According to Stats New Zealand, 50% of small businesses close within four years, with only 30% making a net profit of $50,000 or more, and a mere 3% achieving $500k net profit or more.
A recent study by the small business platform, Xero, titled ‘Money Matters’ found 46% of business owners and 60% of sole traders aren’t paying themselves to sustain their businesses. Additionally, 52% had increased prices to address cash flow challenges.
Bridget Snelling, Xero New Zealand Country Manager, emphasises that cash flow is one of the biggest challenges small businesses are facing.
“When you add in inflation, climbing interest rates and reduced spend from consumers, small business owners are walking a tightrope every day,” says Snelling.
“When small business owners experience cash flow issues one of the first things to go is their own pay, followed by an inability to pay suppliers, which has a ripple effect throughout the economy.
“It’s a systemic and volatile cycle, which sees business owners dipping into their own personal savings, working unattainable hours, and ultimately sacrificing their emotional and physical wellbeing to stay afloat.”
When questioned about the emotional and physical impacts of cash flow management, 80% of business owners reported feeling stressed, 70% were anxious, 60% had trouble sleeping, and 47% had been losing time with friends and family over the past 12 months.
Myth 11: You Must Pay Off All Your Debt Before Investing
The myth that you must pay off all your debt before investing is a common one, but it’s not necessarily the best financial advice.
There are several factors to consider, such as the type of debt you have and associated interest rates.
In instances of high-interest debt, such as credit card balances, it is generally a good idea to prioritise repayment before investing.
However, in cases of low-interest debt, such as student loans or mortgages, it may be reasonable to allocate some of your funds towards investments while also paying off your debt.
Myth 13: Professional Financial Advice is too Expensive
Okay, hear us out for a shameless plug: while there are costs associated with seeking professional advice, consider it an investment in your financial future.
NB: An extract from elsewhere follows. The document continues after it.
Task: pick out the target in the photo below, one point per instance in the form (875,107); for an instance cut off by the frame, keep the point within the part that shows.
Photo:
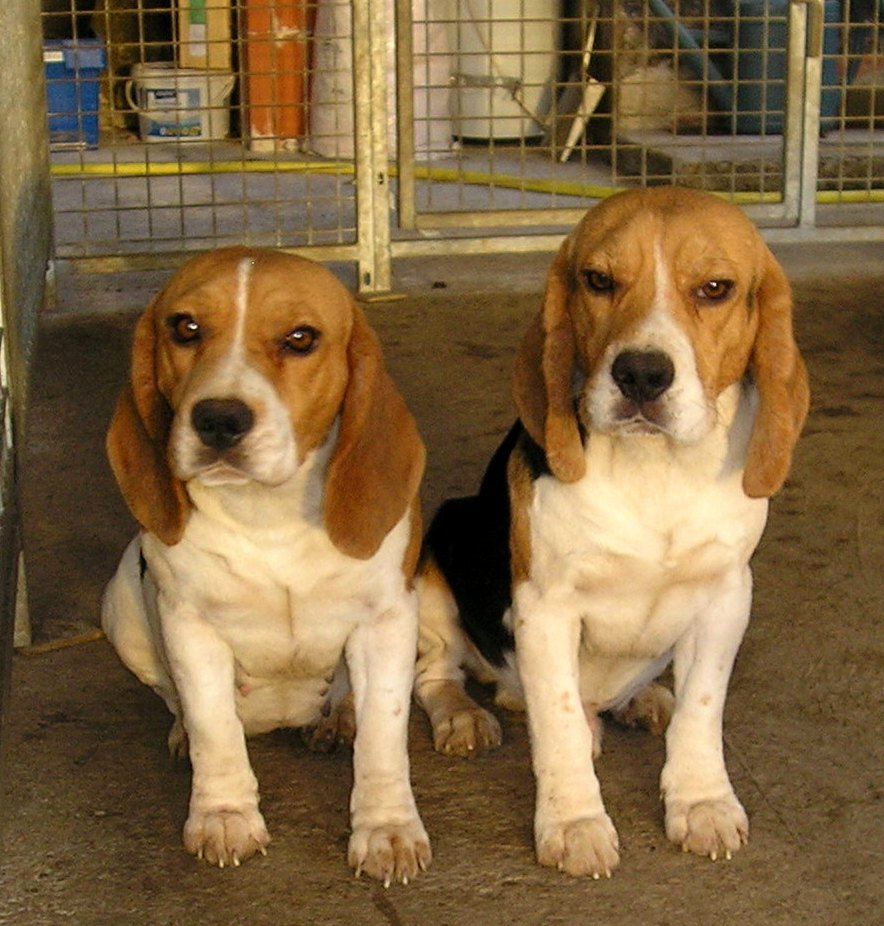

A chat with a financial adviser today has the potential to significantly boost your overall wealth and happiness, help you reduce risks, and of course, may help you avoid falling prey to the myths featured in this article.
Myth 14: “Don’t Invest More Than You Can Afford to Lose”
This cautionary phrase might be thrown around by well-meaning friends or relatives to discourage people from investing money that isn’t “play money”. This is more appropriate advice for speculative investments like meme stocks and most cryptocurrencies, where there’s a reasonable likelihood of losing your entire investment.
It’s applicability to investing in general is questionable. It implies investing is akin to gambling, comparable to betting on sports or races. This myth suggests that money you can’t afford to lose should be kept in the perceived safety of a savings account (where it’ll get eroded by inflation) or perhaps tucked under your bed! Such a viewpoint is unlikely to result in long-term financial success.